What are the stakes? The core of liberalism is an ever-expanding “safe space” free from intimidation and imposition. The enemy today is not an authoritarian state à la Putin or Xi, but “us,” as Pogo quipped decades ago. Though almost apologetically balanced between the claims of “freedom” and “social justice,” the Letter is the first timid sign of a Liberal revolt against Liberal illiberalism.
And make no mistake, this is not about ideals alone. Ideals are rarely enough when the battle is over the “commanding heights” of the culture. Victories over speech and thought come with palpable benefits denominated in power, position and entitlement. For this “Resistance 2.0” (as limned in the Letter) the fight is on two levels. On the one, this is a struggle for the indispensable ideal of a free commonwealth—a noble cause. But the other is grounded in the self-interest of a rattled subset of the intelligentsia threatened by marginalization unless its members bend to the New Orthodoxy. The signatories insist: “As writers, we need a culture that leaves us room.” For what? For “experimentation and risk-taking.” Precisely, that is what free thought is all about. But unless this space is in fact safe, risk-taking—let alone “wrongthink”—will slice into careers and emoluments.
“Shame to those who think evil of it,” say the French. The real and legitimate point is that self-interest is more reliable than idealism in the intra-Liberal culture war. The sub-elite that has raised the flag of resistance can thrive only in a free market for ideas unfettered by the ever-present charge of “thought crime.”
Three cheers, then, for the 152, though some have already bowed their heads and peeled off. Take heart. The particular interests of the signatories are those of the whole, now beset by the martinets of the True Faith. Indeed, even those who wield the whip today should allow themselves second thoughts. So often in history, ideological victory has devoured its own children. At any rate, the threat to the well-being of the apostates is the same as to the freedom of all the rest, including the vanguard.

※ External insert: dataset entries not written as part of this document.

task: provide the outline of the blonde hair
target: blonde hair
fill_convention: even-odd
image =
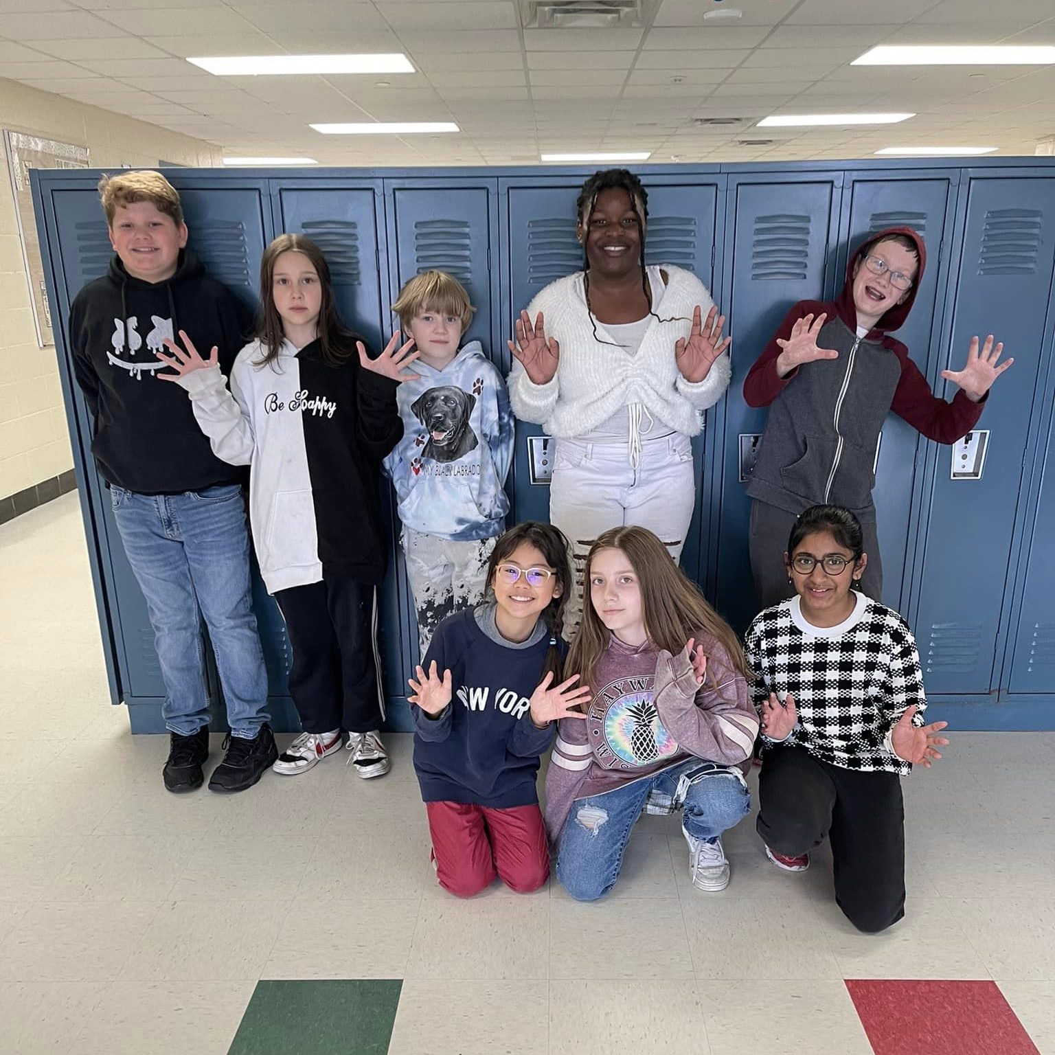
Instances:
[[[132,205],[134,202],[153,203],[157,211],[170,216],[176,227],[184,222],[179,191],[160,172],[141,169],[138,172],[103,176],[99,180],[98,189],[108,227],[114,226],[114,214],[119,206]]]
[[[392,305],[400,325],[406,329],[416,315],[436,311],[461,320],[462,332],[468,329],[476,308],[469,303],[465,287],[446,271],[424,271],[415,275],[400,291]]]
[[[594,668],[611,640],[611,631],[601,622],[590,597],[590,569],[601,550],[619,550],[626,554],[637,574],[641,591],[641,614],[645,632],[657,649],[676,656],[690,637],[706,631],[725,650],[737,674],[749,680],[750,668],[744,650],[732,628],[707,603],[695,583],[671,559],[667,546],[647,528],[613,528],[599,536],[587,554],[582,578],[582,622],[572,642],[564,670],[579,675],[580,685],[593,685]],[[714,668],[707,673],[716,685]]]

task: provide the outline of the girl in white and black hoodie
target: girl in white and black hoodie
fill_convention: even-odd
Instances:
[[[190,395],[218,458],[251,465],[250,521],[261,574],[286,620],[289,692],[304,732],[274,770],[306,772],[341,749],[360,776],[389,769],[378,729],[377,588],[385,572],[378,477],[403,434],[396,406],[418,358],[399,333],[370,359],[341,324],[319,248],[282,234],[261,263],[258,335],[238,353],[230,391],[216,349],[158,353]],[[352,346],[358,349],[358,357]],[[166,377],[166,375],[159,375]]]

Tocqueville beheld the threat ages ago. In spite of its “extreme liberties,” the country has so often succumbed to the assault on dissent ever since John Adams signed the Sedition Act of 1798, which penalized “false, scandalous, or malicious writing.” Two years later, the law was rescinded. The Senate censured Joe McCarthy after four years.
In the end, Tocqueville was always proven wrong; this is the best news. Epidemics do subside—whether they afflict the body or the mind. Antibodies form, vaccines come onstream. America’s liberal tradition is its own best cure.